Die letzte große Kooperation zwischen einer Luxusmarke und einem Sneakerlabel war die Zusammenarbeit von Jordan und Nike. Die Turnschuhe waren limitiert und werden heute zu Summen im Gegenwert eines Kleinwagens gehandelt.
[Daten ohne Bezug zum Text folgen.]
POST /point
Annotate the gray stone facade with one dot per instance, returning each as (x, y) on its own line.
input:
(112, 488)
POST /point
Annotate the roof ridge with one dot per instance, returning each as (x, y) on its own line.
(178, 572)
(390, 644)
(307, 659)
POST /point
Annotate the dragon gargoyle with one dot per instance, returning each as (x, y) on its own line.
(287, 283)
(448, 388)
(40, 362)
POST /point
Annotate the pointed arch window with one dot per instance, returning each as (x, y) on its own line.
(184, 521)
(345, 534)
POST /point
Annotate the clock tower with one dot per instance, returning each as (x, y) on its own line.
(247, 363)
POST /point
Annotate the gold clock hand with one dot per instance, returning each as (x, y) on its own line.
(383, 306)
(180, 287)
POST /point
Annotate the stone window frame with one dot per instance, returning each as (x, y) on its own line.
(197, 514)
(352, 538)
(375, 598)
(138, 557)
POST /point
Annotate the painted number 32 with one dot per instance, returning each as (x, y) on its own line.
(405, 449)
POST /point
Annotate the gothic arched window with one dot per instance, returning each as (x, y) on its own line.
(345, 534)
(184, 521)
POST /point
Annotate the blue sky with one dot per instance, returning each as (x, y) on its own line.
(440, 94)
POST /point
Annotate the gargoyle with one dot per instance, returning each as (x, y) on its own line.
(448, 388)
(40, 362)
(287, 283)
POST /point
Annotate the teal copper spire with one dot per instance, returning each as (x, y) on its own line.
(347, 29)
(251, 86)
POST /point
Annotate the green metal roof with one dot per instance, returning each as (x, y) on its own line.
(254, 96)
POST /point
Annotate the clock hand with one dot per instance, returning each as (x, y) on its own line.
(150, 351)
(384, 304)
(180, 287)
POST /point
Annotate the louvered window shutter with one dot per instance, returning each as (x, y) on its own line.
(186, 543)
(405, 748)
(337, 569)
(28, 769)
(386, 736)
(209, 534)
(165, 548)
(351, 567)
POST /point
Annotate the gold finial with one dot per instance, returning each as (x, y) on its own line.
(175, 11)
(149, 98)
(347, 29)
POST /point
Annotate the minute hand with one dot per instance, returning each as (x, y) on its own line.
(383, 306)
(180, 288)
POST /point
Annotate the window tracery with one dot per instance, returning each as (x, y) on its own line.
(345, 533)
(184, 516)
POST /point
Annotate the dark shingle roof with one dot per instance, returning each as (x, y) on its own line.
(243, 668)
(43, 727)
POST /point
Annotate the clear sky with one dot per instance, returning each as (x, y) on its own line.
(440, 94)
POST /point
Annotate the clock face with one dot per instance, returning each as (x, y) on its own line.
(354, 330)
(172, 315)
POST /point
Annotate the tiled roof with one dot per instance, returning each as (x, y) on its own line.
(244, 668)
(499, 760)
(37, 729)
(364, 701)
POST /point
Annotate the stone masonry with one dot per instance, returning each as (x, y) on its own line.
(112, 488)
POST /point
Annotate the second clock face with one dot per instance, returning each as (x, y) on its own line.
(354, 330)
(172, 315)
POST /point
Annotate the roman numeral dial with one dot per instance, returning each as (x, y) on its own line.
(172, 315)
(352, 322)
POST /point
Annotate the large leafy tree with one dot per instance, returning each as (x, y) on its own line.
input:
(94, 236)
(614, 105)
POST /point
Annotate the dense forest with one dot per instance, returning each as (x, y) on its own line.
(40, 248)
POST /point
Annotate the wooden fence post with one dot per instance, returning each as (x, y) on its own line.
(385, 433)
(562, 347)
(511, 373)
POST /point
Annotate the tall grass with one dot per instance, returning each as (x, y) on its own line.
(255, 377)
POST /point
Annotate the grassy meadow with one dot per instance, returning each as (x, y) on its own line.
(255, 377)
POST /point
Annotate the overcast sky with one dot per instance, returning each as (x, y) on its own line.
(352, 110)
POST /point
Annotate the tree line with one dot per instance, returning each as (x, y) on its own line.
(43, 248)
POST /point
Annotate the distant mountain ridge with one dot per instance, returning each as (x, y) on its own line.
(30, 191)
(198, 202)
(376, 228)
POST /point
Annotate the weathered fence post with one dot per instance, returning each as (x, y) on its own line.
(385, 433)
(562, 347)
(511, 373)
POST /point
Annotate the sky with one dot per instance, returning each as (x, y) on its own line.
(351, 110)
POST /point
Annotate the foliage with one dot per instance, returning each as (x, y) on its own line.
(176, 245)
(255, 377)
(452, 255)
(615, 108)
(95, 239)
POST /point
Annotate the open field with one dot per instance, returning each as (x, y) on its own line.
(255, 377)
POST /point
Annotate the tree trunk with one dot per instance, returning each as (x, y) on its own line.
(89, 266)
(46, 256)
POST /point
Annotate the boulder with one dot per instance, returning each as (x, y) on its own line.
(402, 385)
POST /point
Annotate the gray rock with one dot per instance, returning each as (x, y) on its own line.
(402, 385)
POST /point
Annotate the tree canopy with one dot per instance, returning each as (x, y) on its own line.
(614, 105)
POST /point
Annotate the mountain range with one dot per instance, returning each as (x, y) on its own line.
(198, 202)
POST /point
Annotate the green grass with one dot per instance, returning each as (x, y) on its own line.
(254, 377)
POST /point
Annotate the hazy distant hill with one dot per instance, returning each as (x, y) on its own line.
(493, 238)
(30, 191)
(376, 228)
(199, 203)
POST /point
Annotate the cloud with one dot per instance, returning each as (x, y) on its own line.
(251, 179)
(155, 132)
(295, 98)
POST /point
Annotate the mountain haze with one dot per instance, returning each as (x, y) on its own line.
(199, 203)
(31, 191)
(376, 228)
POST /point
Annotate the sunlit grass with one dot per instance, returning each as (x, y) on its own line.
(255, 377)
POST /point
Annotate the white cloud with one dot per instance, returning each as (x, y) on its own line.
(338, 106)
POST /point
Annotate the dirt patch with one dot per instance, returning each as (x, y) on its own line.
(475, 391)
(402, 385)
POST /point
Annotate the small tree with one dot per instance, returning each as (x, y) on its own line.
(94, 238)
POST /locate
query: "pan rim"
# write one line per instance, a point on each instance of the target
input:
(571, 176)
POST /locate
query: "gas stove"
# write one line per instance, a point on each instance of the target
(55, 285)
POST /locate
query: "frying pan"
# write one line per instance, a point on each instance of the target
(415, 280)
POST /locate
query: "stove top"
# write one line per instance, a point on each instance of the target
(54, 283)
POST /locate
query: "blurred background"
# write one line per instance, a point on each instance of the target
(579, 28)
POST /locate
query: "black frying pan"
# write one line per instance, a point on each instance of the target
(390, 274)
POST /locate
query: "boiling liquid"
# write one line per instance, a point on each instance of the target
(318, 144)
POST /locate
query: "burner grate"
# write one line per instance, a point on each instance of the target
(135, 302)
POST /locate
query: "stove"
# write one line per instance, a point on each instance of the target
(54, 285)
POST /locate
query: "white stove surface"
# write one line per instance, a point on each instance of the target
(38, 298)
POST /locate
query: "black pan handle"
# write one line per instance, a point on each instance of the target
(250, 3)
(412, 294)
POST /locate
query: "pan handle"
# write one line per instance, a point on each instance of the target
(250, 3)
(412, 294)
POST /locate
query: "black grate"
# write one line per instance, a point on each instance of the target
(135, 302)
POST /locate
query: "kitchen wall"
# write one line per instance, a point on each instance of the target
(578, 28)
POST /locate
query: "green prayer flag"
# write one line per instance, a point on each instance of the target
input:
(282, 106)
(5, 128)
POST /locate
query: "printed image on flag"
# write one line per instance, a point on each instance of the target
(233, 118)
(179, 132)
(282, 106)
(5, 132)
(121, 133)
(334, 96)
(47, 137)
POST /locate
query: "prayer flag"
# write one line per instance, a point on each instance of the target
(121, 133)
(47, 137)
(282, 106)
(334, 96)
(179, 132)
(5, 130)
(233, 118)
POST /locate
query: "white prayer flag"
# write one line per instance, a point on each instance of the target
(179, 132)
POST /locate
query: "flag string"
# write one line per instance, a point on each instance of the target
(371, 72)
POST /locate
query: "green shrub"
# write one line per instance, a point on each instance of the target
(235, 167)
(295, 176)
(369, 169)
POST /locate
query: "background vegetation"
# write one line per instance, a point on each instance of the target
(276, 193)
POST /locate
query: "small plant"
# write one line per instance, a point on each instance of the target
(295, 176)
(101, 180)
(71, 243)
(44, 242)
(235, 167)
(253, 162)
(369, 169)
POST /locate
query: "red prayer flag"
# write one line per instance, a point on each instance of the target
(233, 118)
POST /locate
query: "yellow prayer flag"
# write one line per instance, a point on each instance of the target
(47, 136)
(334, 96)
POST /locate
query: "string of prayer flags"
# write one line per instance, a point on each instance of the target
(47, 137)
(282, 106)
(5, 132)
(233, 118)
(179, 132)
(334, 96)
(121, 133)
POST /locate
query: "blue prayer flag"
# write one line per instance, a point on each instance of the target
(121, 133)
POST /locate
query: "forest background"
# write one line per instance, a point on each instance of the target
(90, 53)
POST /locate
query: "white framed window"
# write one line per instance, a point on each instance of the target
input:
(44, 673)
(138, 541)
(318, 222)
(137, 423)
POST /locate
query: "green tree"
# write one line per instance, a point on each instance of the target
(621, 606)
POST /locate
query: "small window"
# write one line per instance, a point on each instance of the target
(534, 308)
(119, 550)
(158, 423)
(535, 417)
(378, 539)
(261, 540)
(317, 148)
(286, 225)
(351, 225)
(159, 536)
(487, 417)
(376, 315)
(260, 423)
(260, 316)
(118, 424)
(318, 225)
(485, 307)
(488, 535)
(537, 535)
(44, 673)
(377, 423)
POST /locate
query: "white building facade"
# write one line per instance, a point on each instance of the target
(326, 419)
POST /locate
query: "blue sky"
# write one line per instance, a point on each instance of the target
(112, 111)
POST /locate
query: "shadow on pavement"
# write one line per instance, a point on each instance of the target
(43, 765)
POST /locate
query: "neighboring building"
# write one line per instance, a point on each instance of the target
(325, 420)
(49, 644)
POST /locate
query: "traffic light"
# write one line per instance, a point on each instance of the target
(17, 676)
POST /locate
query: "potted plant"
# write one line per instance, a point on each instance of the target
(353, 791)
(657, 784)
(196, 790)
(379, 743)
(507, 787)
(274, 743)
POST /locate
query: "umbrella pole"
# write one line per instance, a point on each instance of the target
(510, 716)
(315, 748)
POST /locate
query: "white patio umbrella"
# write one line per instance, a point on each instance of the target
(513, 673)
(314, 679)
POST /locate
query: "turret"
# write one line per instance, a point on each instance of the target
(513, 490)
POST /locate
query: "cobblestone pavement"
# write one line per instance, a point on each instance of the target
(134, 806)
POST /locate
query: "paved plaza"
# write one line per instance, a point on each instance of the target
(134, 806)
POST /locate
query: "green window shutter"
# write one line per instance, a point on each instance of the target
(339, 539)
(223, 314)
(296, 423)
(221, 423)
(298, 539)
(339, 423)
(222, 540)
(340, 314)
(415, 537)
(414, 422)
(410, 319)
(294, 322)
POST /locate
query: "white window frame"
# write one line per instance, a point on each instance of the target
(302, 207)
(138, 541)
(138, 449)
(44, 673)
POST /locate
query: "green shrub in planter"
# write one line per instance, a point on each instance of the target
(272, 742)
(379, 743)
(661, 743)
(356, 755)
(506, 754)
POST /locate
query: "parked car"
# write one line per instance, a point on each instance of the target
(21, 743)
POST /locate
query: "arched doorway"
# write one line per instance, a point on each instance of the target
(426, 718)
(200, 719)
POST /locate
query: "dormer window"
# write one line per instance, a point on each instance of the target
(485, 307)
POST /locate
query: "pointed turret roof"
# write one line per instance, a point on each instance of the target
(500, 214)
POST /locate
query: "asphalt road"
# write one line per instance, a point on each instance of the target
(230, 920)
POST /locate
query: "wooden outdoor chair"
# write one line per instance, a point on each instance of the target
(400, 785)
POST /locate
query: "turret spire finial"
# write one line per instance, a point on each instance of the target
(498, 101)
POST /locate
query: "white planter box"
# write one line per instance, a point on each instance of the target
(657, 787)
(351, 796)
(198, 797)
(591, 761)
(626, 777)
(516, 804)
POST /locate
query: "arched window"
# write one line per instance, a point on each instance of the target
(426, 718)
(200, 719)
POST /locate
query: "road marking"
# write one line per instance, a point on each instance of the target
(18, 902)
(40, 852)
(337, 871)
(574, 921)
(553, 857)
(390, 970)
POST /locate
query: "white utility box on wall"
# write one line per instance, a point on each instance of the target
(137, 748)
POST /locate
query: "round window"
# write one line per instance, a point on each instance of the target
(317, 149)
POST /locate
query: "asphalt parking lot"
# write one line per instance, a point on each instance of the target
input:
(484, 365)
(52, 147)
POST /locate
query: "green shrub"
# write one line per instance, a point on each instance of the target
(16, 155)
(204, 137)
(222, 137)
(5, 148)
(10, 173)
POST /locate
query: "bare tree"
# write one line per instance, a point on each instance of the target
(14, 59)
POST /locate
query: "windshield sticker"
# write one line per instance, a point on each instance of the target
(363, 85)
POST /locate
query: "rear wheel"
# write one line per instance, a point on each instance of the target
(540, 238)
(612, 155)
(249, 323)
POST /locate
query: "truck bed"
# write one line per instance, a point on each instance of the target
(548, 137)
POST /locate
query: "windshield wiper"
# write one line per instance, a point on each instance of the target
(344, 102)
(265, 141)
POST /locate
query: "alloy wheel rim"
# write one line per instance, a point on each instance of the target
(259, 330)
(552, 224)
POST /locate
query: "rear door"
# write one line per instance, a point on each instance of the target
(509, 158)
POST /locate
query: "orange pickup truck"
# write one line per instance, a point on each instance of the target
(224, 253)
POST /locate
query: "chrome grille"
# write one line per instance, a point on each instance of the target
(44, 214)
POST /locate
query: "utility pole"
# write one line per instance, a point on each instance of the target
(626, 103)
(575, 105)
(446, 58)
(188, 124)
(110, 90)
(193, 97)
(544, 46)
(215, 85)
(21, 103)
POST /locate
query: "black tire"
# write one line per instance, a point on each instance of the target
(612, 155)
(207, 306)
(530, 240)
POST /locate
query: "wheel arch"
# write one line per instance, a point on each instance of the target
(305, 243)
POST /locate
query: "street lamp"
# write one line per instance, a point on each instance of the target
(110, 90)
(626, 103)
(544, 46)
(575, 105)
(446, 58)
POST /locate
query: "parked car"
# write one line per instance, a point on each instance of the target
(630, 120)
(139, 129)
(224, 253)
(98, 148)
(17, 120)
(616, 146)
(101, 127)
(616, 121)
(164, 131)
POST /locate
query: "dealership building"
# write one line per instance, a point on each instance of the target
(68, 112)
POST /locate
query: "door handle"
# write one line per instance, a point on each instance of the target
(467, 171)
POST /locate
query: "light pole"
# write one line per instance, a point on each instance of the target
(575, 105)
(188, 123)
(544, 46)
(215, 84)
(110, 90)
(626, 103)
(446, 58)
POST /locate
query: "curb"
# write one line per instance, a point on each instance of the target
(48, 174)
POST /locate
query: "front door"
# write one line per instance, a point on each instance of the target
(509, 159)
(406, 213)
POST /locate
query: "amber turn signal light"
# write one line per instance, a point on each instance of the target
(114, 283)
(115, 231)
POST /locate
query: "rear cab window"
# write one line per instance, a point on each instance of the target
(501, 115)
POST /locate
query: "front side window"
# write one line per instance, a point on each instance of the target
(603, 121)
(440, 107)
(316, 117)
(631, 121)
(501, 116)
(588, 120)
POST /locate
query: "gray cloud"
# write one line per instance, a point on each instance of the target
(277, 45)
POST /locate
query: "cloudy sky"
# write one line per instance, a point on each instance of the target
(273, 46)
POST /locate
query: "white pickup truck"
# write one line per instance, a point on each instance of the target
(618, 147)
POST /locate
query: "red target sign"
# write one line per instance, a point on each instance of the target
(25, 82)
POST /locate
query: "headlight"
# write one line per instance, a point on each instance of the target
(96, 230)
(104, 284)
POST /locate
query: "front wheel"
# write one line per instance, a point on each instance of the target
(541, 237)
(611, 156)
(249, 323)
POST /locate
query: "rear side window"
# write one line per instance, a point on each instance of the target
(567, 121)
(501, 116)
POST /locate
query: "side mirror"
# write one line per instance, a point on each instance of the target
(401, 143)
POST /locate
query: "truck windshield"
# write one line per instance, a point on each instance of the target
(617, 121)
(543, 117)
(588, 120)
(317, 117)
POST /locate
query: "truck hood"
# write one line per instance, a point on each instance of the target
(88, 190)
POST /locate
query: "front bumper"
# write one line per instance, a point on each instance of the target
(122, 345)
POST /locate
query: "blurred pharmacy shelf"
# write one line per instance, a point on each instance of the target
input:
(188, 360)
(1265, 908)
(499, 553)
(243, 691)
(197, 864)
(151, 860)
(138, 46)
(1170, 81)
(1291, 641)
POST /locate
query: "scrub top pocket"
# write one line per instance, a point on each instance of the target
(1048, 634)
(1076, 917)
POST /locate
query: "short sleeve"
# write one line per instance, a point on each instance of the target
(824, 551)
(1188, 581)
Jetzt steht die nächste Luxus-Sneaker-Kollaboration ins Haus – doch dieses Mal geht es nicht um Glück (für den 1.850 Euro teuren „Air Jordan 1 OG Dior“-Turnschuhe hatten sich 5 Millionen Menschen beworben), sondern um den guten Zweck: Louis Vuitton arbeitet mit dem Auktionshaus Sotheby’s zusammen, um 200 Paar der Louis Vuitton und Nike „Air Force 1“ by Virgil Abloh-Sneaker in einer Sonderedition mit Louis Vuitton Pilotenkoffer zu versteigern. Der Erlös kommt dem Virgil Abloh „Post-Modern“-Stipendienfonds zugute, der in Zusammenarbeit mit dem Fashion Scholarship Fund die Ausbildung von Ausbildung von akademisch vielversprechenden Studenten mit schwarzer, Afroamerikaner oder afrikanischer Abstammung unterstützt.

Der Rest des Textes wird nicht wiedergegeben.